Ecco perché sono del parere di non chiudere con troppa facilità le scuole come se si trattasse di luoghi qualunque, come fossero semplici immobili sempre a disposizione in caso di bisogno e non i luoghi privilegiati dove si aiutano a crescere i cittadini dell’Italia che verrà.

Vorrei pure che si considerassero meglio le feste nazionali. Esse sono eccezionali momenti educativamente importanti e preziosi per tutti, ma specialmente per i giovanissimi. Le feste deputate da sempre a far riconoscere ed apprendere la storia patria, il 25 Aprile e il 4 Novembre, devono tornare ad essere momenti di partecipazione di tutti gli scolari e studenti, da condividere insieme con i docenti e la cittadinanza tutta.

Nei nuovi programmi della scuola primaria in quinta elementare si studiano gli antichi romani. Un’incongruenza, un vero assurdo educativo che allontana drammaticamente i bambini dalla comprensione della contemporaneità e dal significato della partecipazione alla storia nazionale.

Se il legislatore ha ritenuto, a torto, di depennare la storia moderna e contemporanea dai programmi della fascia di età scolare in cui meglio la si recepisce, anche perché ci sarebbe ancora la possibilità di avere in classe i reduci e i testimoni dell’epoca, che senso ha chiudere le scuole e fare vacanza giovedì 17 marzo? Quali equilibrismi dovrebbero fare i docenti per far capire agli allievi il perché e il significato della festa?

D’altro canto, pagine di storia educativamente assai significative come la “Giornata della memoria” sono fortunatamente ricordate in tante scuole di ogni grado in maniera eccellente durante le normali ore di lezione.
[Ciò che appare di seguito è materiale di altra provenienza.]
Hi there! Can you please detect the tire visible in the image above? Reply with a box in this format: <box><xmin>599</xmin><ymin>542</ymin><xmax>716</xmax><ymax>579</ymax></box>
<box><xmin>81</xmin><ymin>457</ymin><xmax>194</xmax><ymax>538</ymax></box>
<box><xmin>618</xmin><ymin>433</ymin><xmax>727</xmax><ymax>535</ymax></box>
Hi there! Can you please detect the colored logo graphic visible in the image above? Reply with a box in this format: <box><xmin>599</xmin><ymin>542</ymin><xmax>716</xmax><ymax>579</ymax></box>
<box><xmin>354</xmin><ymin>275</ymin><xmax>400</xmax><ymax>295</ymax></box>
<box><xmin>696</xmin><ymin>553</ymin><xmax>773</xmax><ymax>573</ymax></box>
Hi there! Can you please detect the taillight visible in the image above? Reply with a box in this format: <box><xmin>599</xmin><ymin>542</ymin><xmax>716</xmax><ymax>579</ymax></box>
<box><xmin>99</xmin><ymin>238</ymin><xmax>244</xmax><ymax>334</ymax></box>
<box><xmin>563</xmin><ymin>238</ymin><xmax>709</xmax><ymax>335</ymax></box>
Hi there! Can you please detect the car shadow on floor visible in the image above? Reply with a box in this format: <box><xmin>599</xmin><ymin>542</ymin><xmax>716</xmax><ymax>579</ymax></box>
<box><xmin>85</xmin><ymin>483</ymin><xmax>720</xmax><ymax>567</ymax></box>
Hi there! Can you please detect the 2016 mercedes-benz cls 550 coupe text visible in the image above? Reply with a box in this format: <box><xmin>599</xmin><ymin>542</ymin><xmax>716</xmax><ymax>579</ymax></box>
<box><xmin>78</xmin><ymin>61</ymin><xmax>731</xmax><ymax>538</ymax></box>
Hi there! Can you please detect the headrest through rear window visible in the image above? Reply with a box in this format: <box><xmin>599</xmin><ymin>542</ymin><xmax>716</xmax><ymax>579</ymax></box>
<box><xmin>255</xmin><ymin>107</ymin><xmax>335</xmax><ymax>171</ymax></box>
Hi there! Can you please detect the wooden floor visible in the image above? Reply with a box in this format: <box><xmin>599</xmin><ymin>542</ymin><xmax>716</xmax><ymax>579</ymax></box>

Siccome solo stando di più a scuola tutti insieme, e non lasciando i bambini sul divano davanti alla tv, potremo dire di avercela messa tutta per cercare di formare tanti buoni cittadini di domani, io direi di fare meno vacanze; e di rivedere con urgenza i programmi di storia nelle scuole dell’obbligo, per non coinvolgere passivamente i bambini in feste che non riconoscono e non riescono a capire, col rischio di appiattirne il grande significato storico.